Tailscale gets most of the attention on HN, and I'm sure that it's a wonderful product too, but Nebula is a nice, simple, "do one thing well" product.


I've tried Defined recently and it did the job just fine, but the thing about Tailscale (and others in the space like ZeroTier) that put it ahead of something like Defined/Nebula for me is that I don't have to run my own servers/infrastructure for lighthouses and relays. I understand that everyone has their own preferences and some might want to host this themselves for privacy reasons and whatnot, but for me as a single end user I'm glad Tailscale just handles all the infra for me.


That's totally reasonable, and I agree that using something hosted entirely by a 3rd party makes sense for some use cases. Our reason goes a bit beyond security concerns, in this case. We built Nebula for large scale deployments, and because of that, we have made decisions that lean into that model for hosting.

Our decision to leave lighthouse hosting in the hands of users has one primary rationale: We want users to have complete control their network availability. Any downtime of our service should not impact their network availability. You can even host some of your lighthouses inside of network boundaries to ensure that an internal network functions properly if its connection to the internet is interrupted. Other overlay options may continue to work for some time, but new connections are often not possible, and the network can degrade rapidly.

Relays are are a similar story, but with an additional reason: We don't have to limit our customers' relay bandwidth due to cost. When hosting relays on behalf of others, we would be transiting a lot of traffic, which has an associated (sometimes unpredictable) cost. By letting our customers host relays, they can ensure relay traffic is just as fast as direclt connections.


This is indeed understandable. For me, the fact that I can run my own lighthouses and depend on / trust no third party is the big plus. Both cases (third-party and self-hosted) are in demand.


I don't understand why I should use something like Nebula or Tailscale. I've got a Wireguard setup where all of my users connect into a VPN. What does Nebula give me?


Probably not much? I tried to set up Wireguard to my home network before traveling for the holidays last year. I was too dumb to do it, or at least in a way that didn't feel fragile. I had Tailscale up with subnet routing set up the way I wanted in 15 minutes.

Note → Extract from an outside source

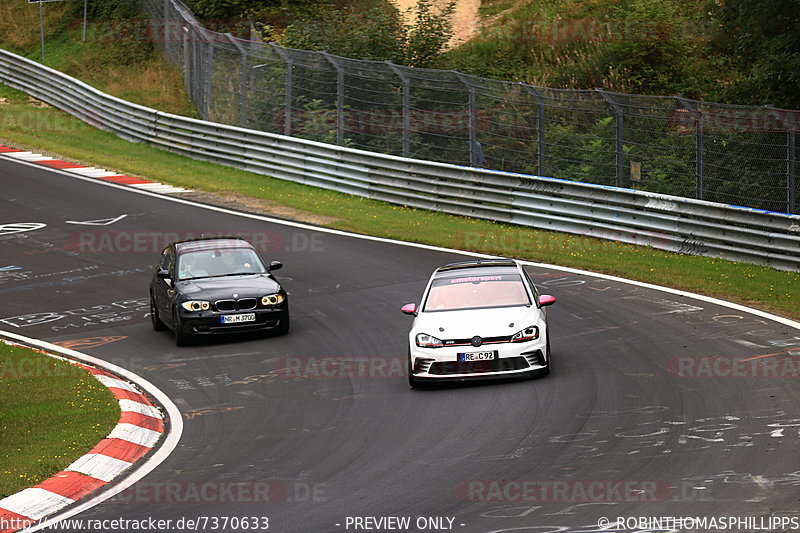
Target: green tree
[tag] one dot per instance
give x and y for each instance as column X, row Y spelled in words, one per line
column 428, row 36
column 762, row 40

I think mesh networks start to become more valuable when you want/need various users or sites to be able to talk directly to each other with significant bandwidth, or when latency might be constraining, and start to scale up. To take my own examples, I've got my main Site A which has a fixed IPv4, then I have a Site B which is the primary offsite but still "local" (<1hr drive) backup location with a few hundred terabytes of redundant spinning rust and no fixed IP, and then small sites C through M that also have their own local NAS. All are within a few hundred miles of each other. Everything is managed from A, so WireGuard would be fine for handling all remote access, even if I'm in another country since there isn't really a significant extra latency hit from bouncing through A. But I want C-M to backup to B as well, and in a hub/spoke that would mean all that traffic must also go through A. Obviously if I rented a fixed IP for B, I could then set B up as a new hub and add new VPNs and rules for C-M for B as well as A. But that's already a certain amount of extra work or setting up automation, and if down the road I had a B2 or B3 that'd multiply. Even automation though won't solve the problem of latency if things spread out further, if A was a thousand miles away from some new site, now bouncing through A starts to add a potentially really noticeable latency hit for no reason.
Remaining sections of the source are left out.